A few more thoughts after the jump. . .
First, I would think anyone working in this field would be very careful about estimating exact numerical effects. The question of music consumption is a very difficult one, and I think we have very little idea of the actual elasticity of demand involved.
Second, I’ll quote some of Liebowitz’s earlier, qualitative analysis on a similar substitution/complement problem:
VCR manufacturers earn revenues selling a product which would, for practical purposes, have little value if not for the existence of copyrighted intellectual products. Notice, however, that an identical argument can be made for the producers of television sets, TV guides, antennae, Neilsen ratings, TV stands, etc. All these products are strong complements with television programming and are “exploiting” the television market to earn revenues. Should they all pay a portion of their revenues to copyright owners (as cable television owners now do for retransmission of over-the-air broadcasts)? … Perhaps copyright owners should pay part of their revenues to the manufacturers of these complementary products?
Agreed.

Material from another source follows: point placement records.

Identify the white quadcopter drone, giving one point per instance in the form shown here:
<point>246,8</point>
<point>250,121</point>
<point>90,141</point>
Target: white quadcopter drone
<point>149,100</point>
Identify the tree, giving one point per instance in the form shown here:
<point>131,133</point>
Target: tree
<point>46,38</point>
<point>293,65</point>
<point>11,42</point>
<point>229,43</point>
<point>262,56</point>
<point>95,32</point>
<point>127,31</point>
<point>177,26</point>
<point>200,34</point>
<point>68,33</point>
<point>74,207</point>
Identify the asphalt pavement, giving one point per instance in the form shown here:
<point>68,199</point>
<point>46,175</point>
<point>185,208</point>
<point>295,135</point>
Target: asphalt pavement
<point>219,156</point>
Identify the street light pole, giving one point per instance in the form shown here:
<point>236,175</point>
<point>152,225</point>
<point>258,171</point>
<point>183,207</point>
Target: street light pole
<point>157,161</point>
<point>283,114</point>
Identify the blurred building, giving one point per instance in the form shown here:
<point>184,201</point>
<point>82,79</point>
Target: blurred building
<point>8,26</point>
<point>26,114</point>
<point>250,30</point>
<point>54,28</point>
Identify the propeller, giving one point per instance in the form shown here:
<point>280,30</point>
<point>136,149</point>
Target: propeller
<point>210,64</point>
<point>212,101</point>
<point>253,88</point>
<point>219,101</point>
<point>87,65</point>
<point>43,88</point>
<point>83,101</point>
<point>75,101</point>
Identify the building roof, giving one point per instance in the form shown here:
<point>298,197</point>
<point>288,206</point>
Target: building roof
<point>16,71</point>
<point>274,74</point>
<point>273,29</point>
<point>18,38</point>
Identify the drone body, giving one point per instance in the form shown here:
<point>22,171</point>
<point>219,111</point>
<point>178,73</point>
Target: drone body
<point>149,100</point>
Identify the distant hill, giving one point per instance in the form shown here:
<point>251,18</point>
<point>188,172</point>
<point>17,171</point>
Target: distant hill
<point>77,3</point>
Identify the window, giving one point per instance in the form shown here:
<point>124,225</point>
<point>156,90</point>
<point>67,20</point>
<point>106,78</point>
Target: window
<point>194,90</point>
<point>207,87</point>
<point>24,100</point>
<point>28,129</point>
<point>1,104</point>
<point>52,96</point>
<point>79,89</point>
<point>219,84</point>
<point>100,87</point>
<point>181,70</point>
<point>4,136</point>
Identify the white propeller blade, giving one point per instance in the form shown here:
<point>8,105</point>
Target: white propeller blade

And perhaps radio stations should charge the recording industry for playing records–but not in too focused a way, to avoid charges of payola. As a Clear Channel exec says, “Congress has recognized for more than 70 years that the record labels receive a substantial benefit from the airing of their music on free radio. They are basically receiving free advertising. This idea is just plain backwards. They should be paying us to play their music. Unfortunately, that’s against the law.”
Or perhaps both sides should declare a truce, and recognize that the types of “free-rider” accusations they make against one another are essentially impossible to prove. Rather, they just manage to sour what should be symbiotic relationship into endless accusations of parasitism. As Liebowitz himself admits in the study, we have little sense of the direction new technologies or listening patterns are taking us: “Television took audience away from the movies. But television also made possible the VCR which allowed the movie rental business to get started, and which has been a boon to the industry.”